There are several marketplace virtual appliances that function the same way a traditional perimeter device would in your datacenter. They are software-based and run on compute instances in Azure, allowing you to easily configure VPN connections the same way you would on-premises. These offerings typically cost more than a native Virtual Network Gateway, but they can actually be easier to configure and allow additional configuration options such as types of VPN tunnels (L2TP, PPTP, SSH, SSL, etc) or allowing a higher number of tunnel connections. They also allow for vendor consistency across your hybrid environment.
Network security in Azure is a big enough topic to get its own post (coming soon). I’d recommend giving the official article on Azure Network Security a good read.
As a start, minimize and secure your endpoints. You wouldn’t deploy a server in a datacenter without a firewall – don’t do it in the cloud. Public IPs are exactly that – public to the Internet and exposed to all sorts of malicious Internet traffic. A lot of people are surprised by this very simple demo: deploy a server in the public cloud and allow RDP access through a public IP. You will immediately begin to see failed login attempts in the security audit log from outsiders. If you leave ports open to the public Internet, you are relying solely on Windows Server security and the strength of your credentials for protection. Most security analysts wouldn’t take that risk. We’ll go through some known vulnerabilities and how to mitigate them in a future post.
If you do need to use a public-facing endpoint in Azure, inspect that traffic using a WAF or Firewall. You can use the native Azure native offerings or you can use 3rd party marketplace appliances that run on Azure compute instances. The Azure-native WAF is very effective and uses OWASP rule sets, but is limited to protecting just HTTP/HTTPS traffic on port 80/443. The Azure native firewall is went public in 2018 and is relatively new, but provides features comparable to a fully-featured firewall like NAT rules and access policies, but at a cost higher than the WAF. 3rd party marketplace firewalls are typically more feature-rich and come with the highest cost. Several of them have BYOL (bring your own license) pricing available for long-term use. In short, there are just too many vulnerabilities on HTTP and HTTPS (let alone thousands of other ports/protocols) to leave them exposed directly to the Internet without packet inspection.

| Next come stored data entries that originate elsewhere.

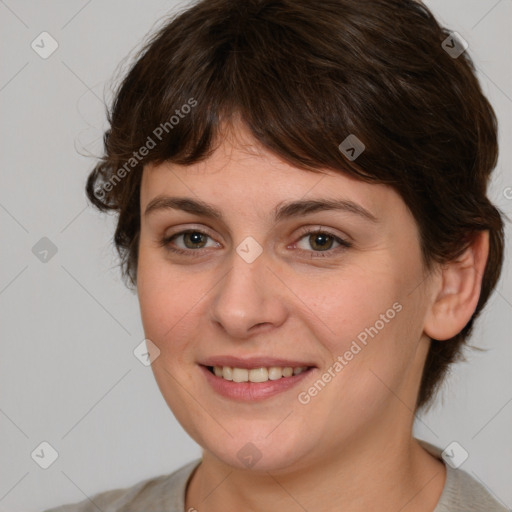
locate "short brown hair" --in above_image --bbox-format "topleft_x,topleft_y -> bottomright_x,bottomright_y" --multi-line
86,0 -> 506,409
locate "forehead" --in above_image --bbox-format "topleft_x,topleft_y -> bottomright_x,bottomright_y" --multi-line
140,122 -> 403,222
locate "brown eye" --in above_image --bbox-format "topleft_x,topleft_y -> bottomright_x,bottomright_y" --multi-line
308,233 -> 335,251
294,228 -> 352,257
159,229 -> 221,256
182,231 -> 208,249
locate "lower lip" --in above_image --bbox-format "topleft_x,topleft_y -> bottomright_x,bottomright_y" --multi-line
200,365 -> 314,401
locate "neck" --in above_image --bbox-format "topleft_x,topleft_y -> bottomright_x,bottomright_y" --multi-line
185,417 -> 446,512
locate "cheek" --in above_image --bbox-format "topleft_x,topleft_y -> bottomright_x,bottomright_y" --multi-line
137,251 -> 199,360
291,264 -> 421,403
291,266 -> 403,350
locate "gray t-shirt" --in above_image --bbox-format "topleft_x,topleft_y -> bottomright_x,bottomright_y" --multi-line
43,440 -> 509,511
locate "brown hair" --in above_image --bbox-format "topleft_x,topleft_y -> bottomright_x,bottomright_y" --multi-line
86,0 -> 505,409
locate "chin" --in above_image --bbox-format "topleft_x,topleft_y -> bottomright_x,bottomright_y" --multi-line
195,424 -> 317,473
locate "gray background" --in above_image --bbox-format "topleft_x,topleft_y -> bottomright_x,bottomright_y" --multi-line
0,1 -> 510,510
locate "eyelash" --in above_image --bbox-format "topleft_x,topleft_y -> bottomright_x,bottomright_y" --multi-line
158,227 -> 352,258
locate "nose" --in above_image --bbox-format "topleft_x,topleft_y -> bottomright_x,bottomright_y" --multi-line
209,243 -> 288,339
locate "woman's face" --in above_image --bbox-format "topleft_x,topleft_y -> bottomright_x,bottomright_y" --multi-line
137,124 -> 436,472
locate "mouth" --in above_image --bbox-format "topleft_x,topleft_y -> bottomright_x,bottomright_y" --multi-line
198,358 -> 317,401
205,365 -> 311,382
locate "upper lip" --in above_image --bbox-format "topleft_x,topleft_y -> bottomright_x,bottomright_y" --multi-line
200,355 -> 316,369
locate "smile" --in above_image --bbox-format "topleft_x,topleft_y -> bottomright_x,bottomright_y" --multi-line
200,363 -> 316,401
208,365 -> 310,382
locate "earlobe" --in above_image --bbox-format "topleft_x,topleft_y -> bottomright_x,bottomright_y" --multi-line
423,231 -> 489,341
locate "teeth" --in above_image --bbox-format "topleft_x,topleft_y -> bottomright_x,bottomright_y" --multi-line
249,367 -> 268,383
268,366 -> 283,380
211,365 -> 309,382
282,367 -> 293,377
232,368 -> 248,382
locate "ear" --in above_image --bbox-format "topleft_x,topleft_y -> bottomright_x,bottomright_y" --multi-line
423,231 -> 489,341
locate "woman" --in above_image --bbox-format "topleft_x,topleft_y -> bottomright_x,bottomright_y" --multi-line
45,0 -> 507,510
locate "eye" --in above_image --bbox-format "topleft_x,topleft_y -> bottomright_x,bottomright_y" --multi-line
159,229 -> 220,255
159,227 -> 352,258
293,228 -> 352,257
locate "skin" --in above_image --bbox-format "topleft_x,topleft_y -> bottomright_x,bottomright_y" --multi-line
136,120 -> 488,512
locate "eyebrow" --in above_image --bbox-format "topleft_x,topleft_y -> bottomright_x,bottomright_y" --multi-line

Network Security Groups are essential to lock down your network in Azure. While they don’t provide packet inspection, they provide a strict ACL on network traffic going to, from, and within your Virtual Networks in Azure. NSGs permit traffic over specific ports to an IP, VM, or Virtual Network. It’s important to know that, by default, Azure Virtual Networks are open internally and don’t restrict traffic between subnets. They do block all inbound traffic from external sources by default, however. NSGs enable proper network segmentation (see below for an example of this kind of topology). They are associated to network interfaces used by virtual machines by default, but are actually easier to manage when associated to an entire subnet.
A network monitoring tool is essential for network security. I’d recommend deploying and getting familiar with Azure Network Watcher. It has the ability to run connectivity checks, log traffic, and provide you insight on what kind of traffic is actually traversing your Virtual Networks.
Azure is a platform built on identity. It’s important to secure all accounts that are used to access Azure – either directly to an endpoint or through Azure Resource Manager. This means securing admin accounts using features like multi-factor authentication and least-privilege access when possible at the subscription and resource group level in Azure.
Finally, it’s definitely worth checking the Azure Security Center regularly for actionable recommendations to secure your cloud environment. This includes recommendations to secure your servers, Azure AD management, network, endpoints, and so many items that easily get overlooked.